Pour faciliter le transport des marchandises, la RDC et la Tanzanie ont échangé les titres de propriétés pour la construction de ports secs. Une opportunité qui va décongestionner la lenteur douanières et les embouteillages qui s’en suivent causant d’énormes manques à gagner.
La Tanzanie devrait construire trois ports secs sur le sol congolais : Kasumbalesa ( 15 ha), Kasenga 25 ha) et à Kasambondo ( 35 ha) tandis que la RDC va développer des ports secs de Kwala à 100 Km de Dar-es-salem (45 ha) et à Katosho près de Kigoma (15 ha). Une coopération qui entame la phase du réel entre les deux pays.

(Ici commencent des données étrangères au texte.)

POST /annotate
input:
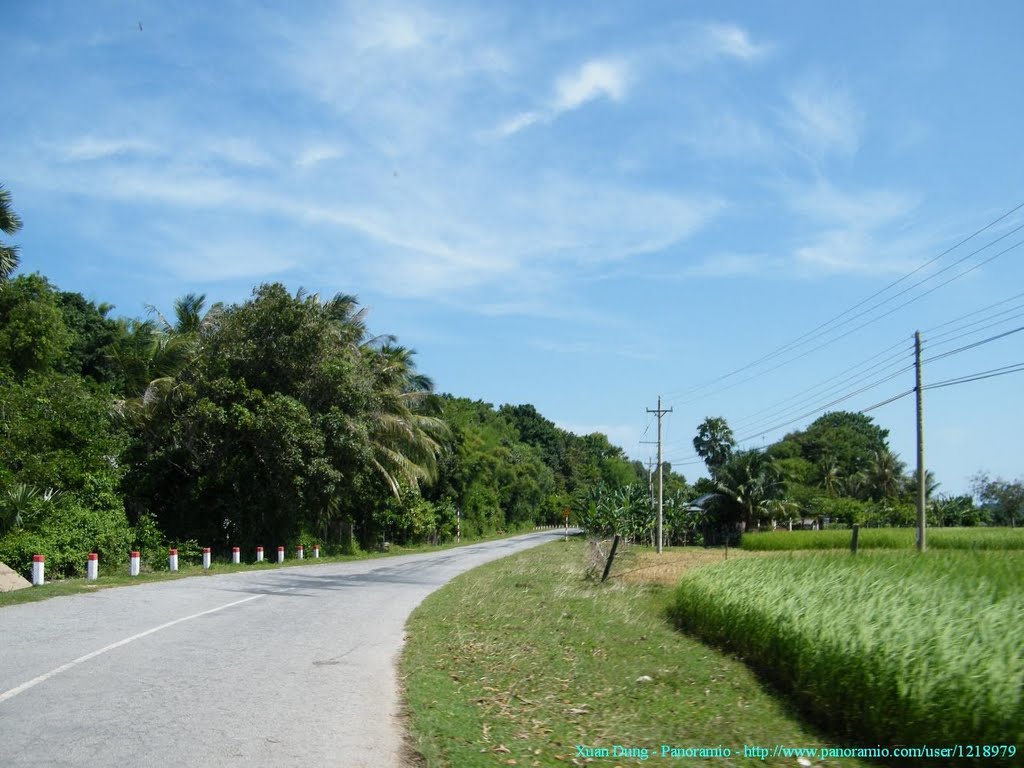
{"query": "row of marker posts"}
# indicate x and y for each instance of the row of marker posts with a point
(92, 564)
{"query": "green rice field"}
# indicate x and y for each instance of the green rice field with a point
(972, 539)
(883, 647)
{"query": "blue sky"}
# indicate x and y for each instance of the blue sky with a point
(580, 205)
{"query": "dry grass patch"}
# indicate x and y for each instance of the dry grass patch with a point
(644, 565)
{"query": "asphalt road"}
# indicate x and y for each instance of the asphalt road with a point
(290, 667)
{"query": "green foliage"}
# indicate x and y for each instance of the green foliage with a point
(966, 539)
(66, 535)
(888, 647)
(626, 510)
(57, 432)
(9, 224)
(848, 440)
(956, 511)
(1004, 500)
(496, 480)
(33, 334)
(519, 660)
(715, 443)
(841, 510)
(752, 483)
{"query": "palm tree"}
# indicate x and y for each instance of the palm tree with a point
(884, 474)
(832, 476)
(714, 442)
(188, 315)
(9, 224)
(406, 439)
(752, 481)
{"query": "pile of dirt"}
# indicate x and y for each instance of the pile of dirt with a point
(10, 581)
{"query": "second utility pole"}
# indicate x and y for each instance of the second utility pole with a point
(659, 413)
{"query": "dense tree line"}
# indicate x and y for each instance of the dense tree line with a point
(282, 419)
(271, 421)
(838, 470)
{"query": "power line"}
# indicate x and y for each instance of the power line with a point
(964, 348)
(990, 374)
(809, 336)
(976, 311)
(821, 390)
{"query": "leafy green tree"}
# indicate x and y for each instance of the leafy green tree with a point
(949, 511)
(93, 337)
(1003, 499)
(33, 333)
(751, 481)
(9, 224)
(841, 440)
(715, 443)
(884, 475)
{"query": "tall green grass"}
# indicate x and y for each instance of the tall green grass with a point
(965, 539)
(889, 648)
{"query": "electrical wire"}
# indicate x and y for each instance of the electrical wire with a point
(809, 336)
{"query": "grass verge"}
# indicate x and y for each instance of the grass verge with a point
(891, 647)
(523, 660)
(966, 539)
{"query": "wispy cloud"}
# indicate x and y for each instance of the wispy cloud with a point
(822, 119)
(729, 40)
(855, 230)
(92, 147)
(598, 78)
(317, 154)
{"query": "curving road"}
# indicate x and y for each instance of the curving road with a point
(289, 667)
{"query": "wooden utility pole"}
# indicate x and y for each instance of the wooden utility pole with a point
(922, 546)
(659, 412)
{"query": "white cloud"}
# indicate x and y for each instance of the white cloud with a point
(90, 147)
(823, 202)
(595, 79)
(730, 40)
(598, 78)
(823, 119)
(316, 154)
(517, 123)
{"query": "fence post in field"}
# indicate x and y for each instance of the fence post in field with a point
(611, 556)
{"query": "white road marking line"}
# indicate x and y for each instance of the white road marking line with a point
(82, 659)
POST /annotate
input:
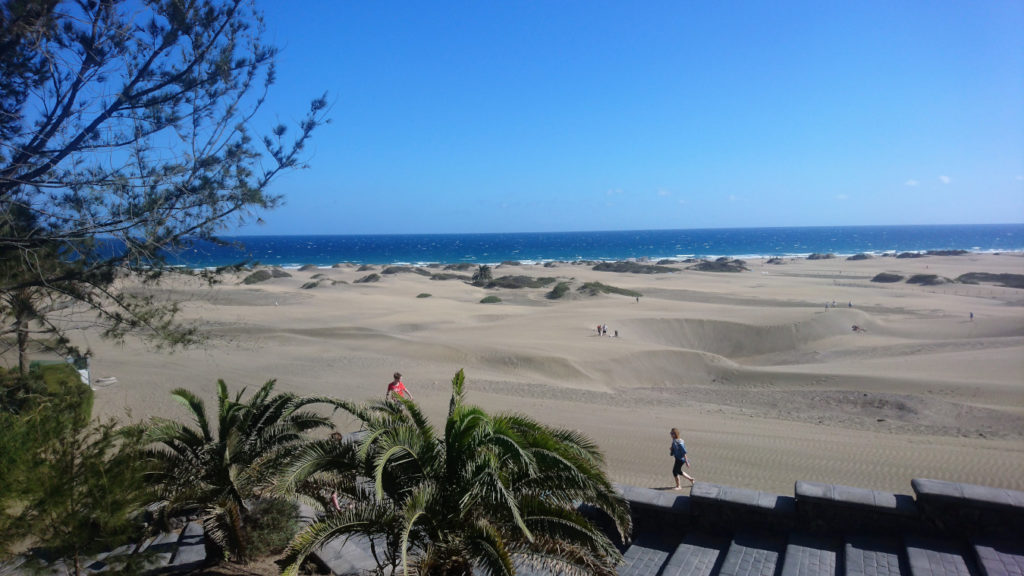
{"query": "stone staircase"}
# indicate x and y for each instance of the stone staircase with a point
(826, 530)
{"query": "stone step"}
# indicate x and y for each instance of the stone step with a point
(754, 553)
(871, 556)
(647, 554)
(698, 554)
(1003, 557)
(811, 556)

« Ce projet confère plusieurs avantages pour l’économie congolaise. La traçabilité du cargo congolais à l’import qu’à l’export. La création d’environ 3000 emplois directs et indirects en Tanzanie. L’investissement direct étranger de 300 millions de dollars américains. La lutte contre la fraude et la contrebande, la libre circulation des biens et des personnes. L’accroissement des recettes dues au trésor public congolais. La réduction de dédouanement des marchés congolais et étrangers, ainsi que l’augmentation de la croissance de nos économies », a déclaré le VPM de Transport.
Le Corridor central est une route de transport et de commerce située en Afrique de l’Est et en Afrique centrale . Son point d’arrivée est la ville portuaire tanzanienne de Dar es Salaam, d’où il est relié au reste du monde par voie maritime. De Dar-es-Salaam, le corridor s’étend vers l’intérieur des terres, desservant l’intérieur de la Tanzanie, y compris sa capitale Dodoma et sa deuxième ville, Mwanza , ainsi que le Rwanda et le Burundi enclavés, et la partie orientale de la République Démocratique du Congo .

Cet itinéraire utilise la ligne centrale de la Tanzanie ainsi que les réseaux routiers de connexion.
À noter que la RDC fait partie également de 12 autres corridors dont celui de Lobito sur l’océan Atlantique. Le projet est porté par les États-Unis dans le cadre des échanges sur les minerais stratégiques.
Pour la RDC, le corridor de Lobito représente une opportunité stratégique pour valoriser nos ressources naturelles en particulier le cuivre et le cobalt qui constituent 70%de la demande mondiale dans le cadre de la transition énergétique.